Na figura acima, podemos observar que a maior parte das cidades atingidas se concentra na região central do estado, mas vai se espalhando também para leste e oeste. Os casos mais esparsos ocorreram no sul e principalmente no norte do estado. No oeste, os municípios Cacequi, Alegrete, Uruguaiana e Quaraí foram afetados por rios que compõe a bacia do Rio Uruguai (em preto na figura acima). São os rios Ibicuí, Ibirapuitã (afluente do Ibicuí), Uruguai e Quaraí. Todavia, é a região abrangida pela bacia da Lagoa dos Patos que concentra a maior parte dos municípios atingidos pelas cheias.

No boletim da Defesa Civil/RS atualizado em 08/07/24 consta que 2.398.255 pessoas distribuídas em 478 municípios foram afetadas. Até esta data, foram registrados 182 óbitos e 31 pessoas desaparecidas. Há um mês apenas (9 de junho), a Defesa Civil anotava ainda 18.854 pessoas vivendo em abrigos -no auge das cheias foram mais de 70.000.


Ainda estão sendo estimados os prejuízos econômicos no Rio Grande do Sul, mas, considerando os dados levantados pela Defesa Civil em pouco mais de 30% dos municípios atingidos, as perdas já chegaram a mais 12 bilhões de reais conforme nota publicada pela Confederação Nacional dos Municípios (CNM) no dia 14 de junho.

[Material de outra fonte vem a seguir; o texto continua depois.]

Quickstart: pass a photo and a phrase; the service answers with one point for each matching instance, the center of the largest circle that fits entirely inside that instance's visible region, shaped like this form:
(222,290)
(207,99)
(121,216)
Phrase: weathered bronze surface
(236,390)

O interessante artigo da BBC "O que causou a enchente de 1941 em Porto Alegre — e por que ela não é argumento para negar mudanças climáticas" questiona a tese de que as enchentes no sul do país são cíclicas e dependentes apenas da intensidade de um fenômeno natural, o El Niño. Argumenta-se no artigo que esta tese é usada para enfraquecer as análises que apontam o aquecimento global provocado pelo homem como o causador destes eventos extremos, tão fortes e cada vez mais frequentes.